When it comes to the great challenges we face in the era we’re in, relationship building will be critical. But where can people learn to develop these relational skills?
Mark Zuckerberg, the founder of Facebook, is a clever man. You expect him to be. It seems that those who drop out of Harvard to pursue an entrepreneurial career may be cleverer than those who stay on. The exception to the rule is Sir Martin Sorrell of course, but even he implied recently on Desert Island Discs that those who graduate from such these establishments may be too clever by half. He was challenged apparently by his tutors during his time at business school to consider three pillars of his life: career, family and society. From what he suggests, one divorce later, it is the middle one – of relationship building – that gets the shortest shrift.
So in this type of economy, our relationships are allowed to suffer and yesterday I read in the Sunday Times that financial houses are finding it harder to recruit, as fewer people are willing to put up with the required losses in their lifestyle. One wonders about the people they do manage to sign up. So the Facebook generation demands more of their relationships, yet even they are in a hall of mirrors, thinking that they have, say, ‘800 friends’, while spending so much time glued to a screen that they may actually only have four people, or less, in their lives that they can really talk to.
And that circles back nicely to the problem these business schools face.
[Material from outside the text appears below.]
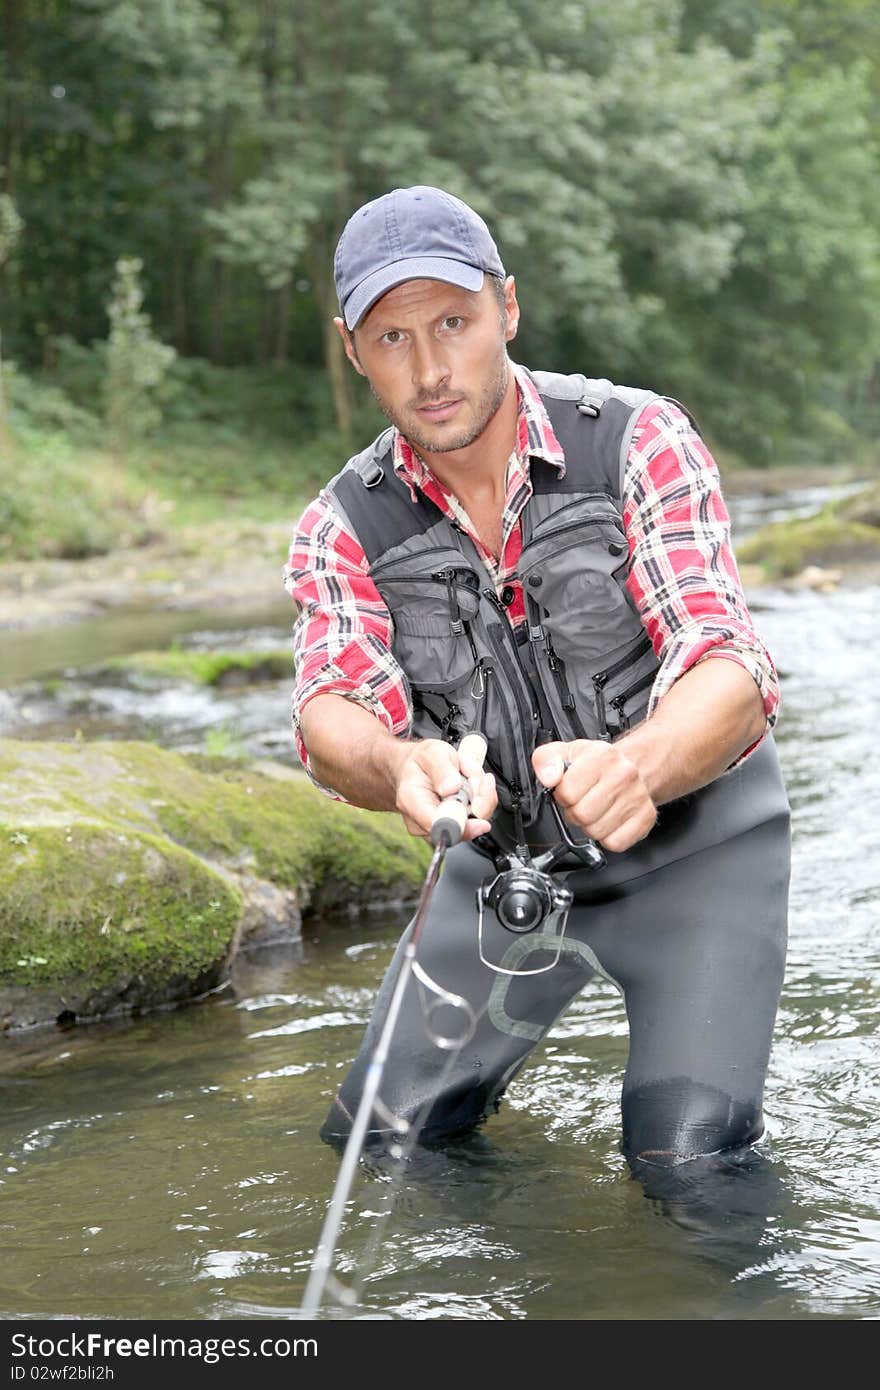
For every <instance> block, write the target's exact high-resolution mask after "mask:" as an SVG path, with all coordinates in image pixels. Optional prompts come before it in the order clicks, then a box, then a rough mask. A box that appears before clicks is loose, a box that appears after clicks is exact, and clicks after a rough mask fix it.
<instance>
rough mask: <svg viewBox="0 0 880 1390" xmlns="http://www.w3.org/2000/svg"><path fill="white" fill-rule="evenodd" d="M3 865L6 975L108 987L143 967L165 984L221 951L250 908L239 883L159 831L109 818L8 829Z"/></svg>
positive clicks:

It is the nature of the knowledge required to make a difference. Organisations, to be really effective, take both energy and containment. A balance of both is required, and both, in order to operate, are about relationships. People learning to do their own thing release the energy, and the containment is usually derived from leaders developing a compelling, widely shared story, a narrative of mission. Both these things take the ability to relate, to engage, to look people in the eye and facilitate relationships. This knowledge is often momentary, specific, timely, embodied. It isn’t about (although it can be conceptualised with) theories, concepts, graphs and spreadsheets. Who is teaching this relational knowledge? Business schools aren’t. Facebook kids are too busy relating online to genuinely engage in person.
When it comes to the great challenges we face in the era we’re in, these relational skills will be critical. Angela Merkel will have to look Sarkozy in the eye this week and do a deal. Ultimately it will be about these two human beings and their ability to relate, on which in no small part the economic future of a continent depends.
A scary thought, by the look of them. But perhaps there’s more to them than meets the eye. Let’s hope so.